State estimation and predictive control applied to the treatment of the hypoxic-ischemic encephalopathy in neonates
Helcio R. B. Orlande (Programa de Engenharia Mecânica, COPPE-UFRJ)
The hypoxic-ischemic encephalopathy in neonates is a neurological disorder characterized by the lack of oxygen (hypoxia) and low blood flow (ischemia),
often related to perinatal asphyxia due to complications during birth. The main treatment for hypoxic-ischemic encephalopathy in neonates is the cooling of
affected regions. Systemic cooling can be achieved by wrapping the body of the neonate with a blanket containing channels through which cold water is circulated.

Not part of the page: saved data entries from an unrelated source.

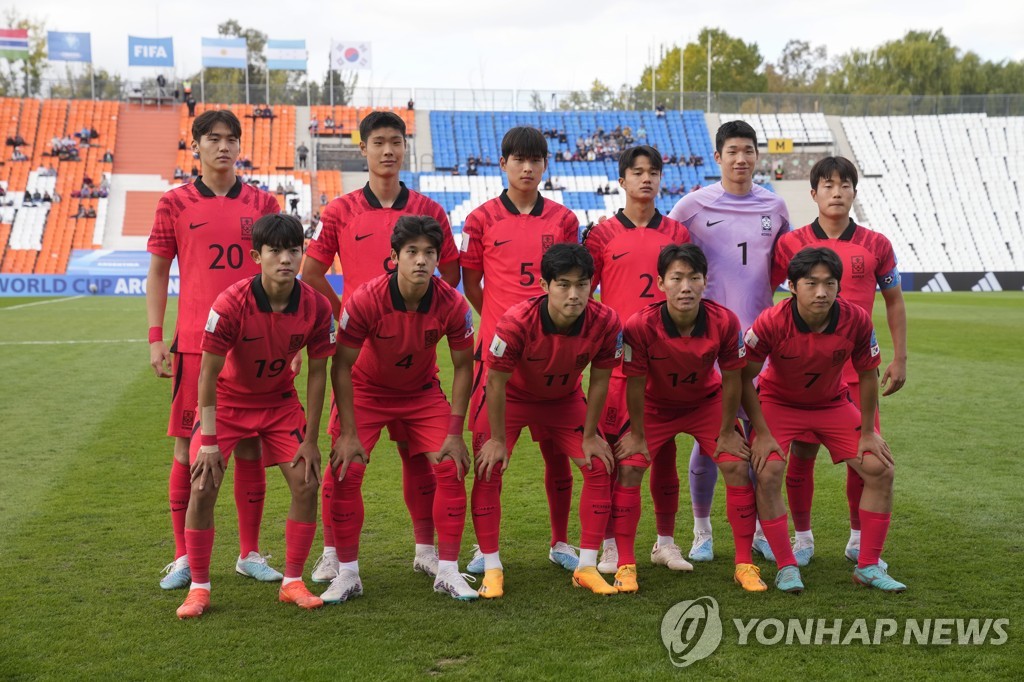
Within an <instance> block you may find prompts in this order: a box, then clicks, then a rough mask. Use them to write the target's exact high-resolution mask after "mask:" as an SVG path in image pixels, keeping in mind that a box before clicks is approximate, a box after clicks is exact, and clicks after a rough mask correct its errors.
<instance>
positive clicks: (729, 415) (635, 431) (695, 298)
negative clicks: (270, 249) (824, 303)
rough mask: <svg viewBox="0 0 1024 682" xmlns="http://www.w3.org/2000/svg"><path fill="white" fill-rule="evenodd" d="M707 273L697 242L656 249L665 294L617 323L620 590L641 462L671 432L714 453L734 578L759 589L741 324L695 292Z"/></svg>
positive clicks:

Alternatively, local cooling can be performed by surrounding the head of the neonate with a cap, in which cold water flows through channels, while the remaining body
can be warmed by a radiator in the incubator. This seminar summarizes the works recently performed by the authors on the solution of inverse problems and predictive
control related to the hypothermia treatment of the hypoxic-ischemic encephalopathy in neonates. The inverse problem involved the estimation of the brain temperature
from the information provided by other temperature measurements available during the treatment. The inverse problem was solved as a state estimation problem with the
Sampling Importance Resampling (SIR) algorithm of the particle filter method. The solution of the inverse problem was verified with simulated measurements, and ultimately
validated with actual experimental data obtained during the local cooling treatment of a neonate in a pediatric intensive care unit. The combined application of the particle
filter method and stochastic model predictive control was also numerically examined, in order to observe and control the body temperatures during the cooling treatment of a neonate.